Ninguém quer ceder? Haddad critica impasse entre direita e esquerda no corte de gastos pic.twitter.com/aYpVt1nJ8Q
— O Matogrossense (@o_matogrossense) December 20, 2024
Fogo amigo no governo: a base que vota contra Haddad
Parlamentares do Partido dos Trabalhadores (PT) votaram contra a Proposta de Emenda à Constituição (PEC), que integra o pacote de corte de gastos. Natália Bonavides (RN), Marcon (RS) e Rui Falcão (SP) estão entre os deputados que se posicionaram contra as medidas. Além disso, eles argumentam que o pacote pode prejudicar trabalhadores e comprometer programas sociais.
Essa oposição interna expõe um dilema no governo: equilibrar o ajuste fiscal com a preservação de políticas sociais que sustentam sua base de apoio. Por isso, ao rejeitar algumas medidas, os parlamentares indicam um desafio para Haddad: construir consensos e alinhar a base em torno das propostas.
Economia em xeque: R$ 1 bilhão perdido no pacote
O Congresso realizou mudanças no pacote original e reduziu a economia esperada em R$ 1 bilhão. Então, o Ministério da Fazenda havia projetado uma economia de R$ 71,9 bilhões entre 2025 e 2026, com impacto acumulado de R$ 327 bilhões até 2030.
Entre as alterações, destacam-se mudanças no reajuste do salário mínimo, que limitam o aumento real a 2,5%, e regras mais rígidas para o acesso ao Benefício de Prestação Continuada (BPC). Assim, essas medidas enfrentam críticas por reduzirem a renda de populações vulneráveis, mesmo com a intenção de garantir a sustentabilidade fiscal.

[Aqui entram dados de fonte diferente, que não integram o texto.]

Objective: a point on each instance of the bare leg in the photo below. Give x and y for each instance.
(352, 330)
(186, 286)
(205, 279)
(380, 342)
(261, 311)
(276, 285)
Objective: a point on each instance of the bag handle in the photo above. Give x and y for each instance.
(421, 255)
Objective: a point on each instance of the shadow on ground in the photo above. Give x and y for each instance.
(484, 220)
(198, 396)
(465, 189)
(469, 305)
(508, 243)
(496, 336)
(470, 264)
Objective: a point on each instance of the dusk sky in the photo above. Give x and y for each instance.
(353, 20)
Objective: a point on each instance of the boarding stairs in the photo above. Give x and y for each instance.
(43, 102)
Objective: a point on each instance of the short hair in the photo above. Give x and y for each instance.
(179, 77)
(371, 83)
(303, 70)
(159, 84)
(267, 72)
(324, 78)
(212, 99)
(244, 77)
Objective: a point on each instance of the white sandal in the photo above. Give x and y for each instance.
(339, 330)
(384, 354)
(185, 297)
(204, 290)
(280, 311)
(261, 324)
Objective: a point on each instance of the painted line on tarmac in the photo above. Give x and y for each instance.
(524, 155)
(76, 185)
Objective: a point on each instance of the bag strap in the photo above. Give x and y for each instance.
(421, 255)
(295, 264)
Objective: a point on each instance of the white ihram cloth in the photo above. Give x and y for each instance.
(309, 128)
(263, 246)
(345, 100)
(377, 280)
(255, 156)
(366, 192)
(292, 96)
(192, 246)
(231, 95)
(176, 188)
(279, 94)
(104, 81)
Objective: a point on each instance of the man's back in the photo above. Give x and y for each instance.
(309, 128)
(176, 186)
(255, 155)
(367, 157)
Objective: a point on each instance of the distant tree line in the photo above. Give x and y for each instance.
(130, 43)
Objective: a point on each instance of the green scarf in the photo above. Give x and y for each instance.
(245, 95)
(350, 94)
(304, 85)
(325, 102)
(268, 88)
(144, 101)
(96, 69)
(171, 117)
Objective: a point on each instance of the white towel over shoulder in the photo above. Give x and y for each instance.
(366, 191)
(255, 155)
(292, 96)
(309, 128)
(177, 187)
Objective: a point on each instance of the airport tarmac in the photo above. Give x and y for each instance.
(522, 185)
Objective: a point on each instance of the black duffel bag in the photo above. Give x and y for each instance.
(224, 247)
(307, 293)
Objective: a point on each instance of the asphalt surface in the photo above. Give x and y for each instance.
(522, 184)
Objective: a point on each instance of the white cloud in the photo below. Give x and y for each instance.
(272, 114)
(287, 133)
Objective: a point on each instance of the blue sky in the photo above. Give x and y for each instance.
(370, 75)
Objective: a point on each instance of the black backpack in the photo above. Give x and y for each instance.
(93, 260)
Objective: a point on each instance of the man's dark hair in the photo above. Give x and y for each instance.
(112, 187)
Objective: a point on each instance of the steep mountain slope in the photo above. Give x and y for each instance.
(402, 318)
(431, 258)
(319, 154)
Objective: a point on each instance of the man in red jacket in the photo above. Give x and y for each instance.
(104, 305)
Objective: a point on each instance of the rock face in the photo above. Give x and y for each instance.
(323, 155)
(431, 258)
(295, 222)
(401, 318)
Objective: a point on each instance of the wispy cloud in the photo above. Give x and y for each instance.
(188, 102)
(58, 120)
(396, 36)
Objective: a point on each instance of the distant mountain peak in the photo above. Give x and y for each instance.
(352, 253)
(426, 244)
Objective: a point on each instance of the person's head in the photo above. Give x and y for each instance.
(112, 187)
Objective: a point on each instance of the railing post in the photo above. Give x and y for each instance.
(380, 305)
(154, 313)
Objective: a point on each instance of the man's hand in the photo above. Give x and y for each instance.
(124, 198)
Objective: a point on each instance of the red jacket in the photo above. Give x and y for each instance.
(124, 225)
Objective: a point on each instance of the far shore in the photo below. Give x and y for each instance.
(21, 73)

Corte de gastos ou corte de direitos?
Setores da esquerda e da direita criticam o pacote. Partidos como o PSOL, aliados históricos do governo, argumentam que as medidas atendem mais ao mercado financeiro do que aos trabalhadores. Por outro lado, parlamentares da direita rejeitam os novos impostos, dificultando o avanço do pacote.
O governo liberou R$ 7,7 bilhões em emendas parlamentares para obter apoio e garantir a aprovação das propostas. Então, essa estratégia evidencia as dificuldades na articulação política e no alinhamento de interesses divergentes.
O cenário atual ressalta as contradições e os desafios enfrentados pelo governo. Haddad precisa equilibrar a busca pelo ajuste fiscal com a manutenção de programas sociais, enquanto administra resistências internas e externas.
Quais deputados do PT rejeitaram o pacote?
Natália Bonavides (RN), Marcon (RS) e Rui Falcão (SP).
Quanto o governo espera economizar com o pacote?
Inicialmente, R$ 71,9 bilhões até 2026; agora, R$ 1 bilhão a menos.
Quais são as medidas mais polêmicas do pacote?
Mudanças no salário mínimo e regras mais rígidas para o BPC.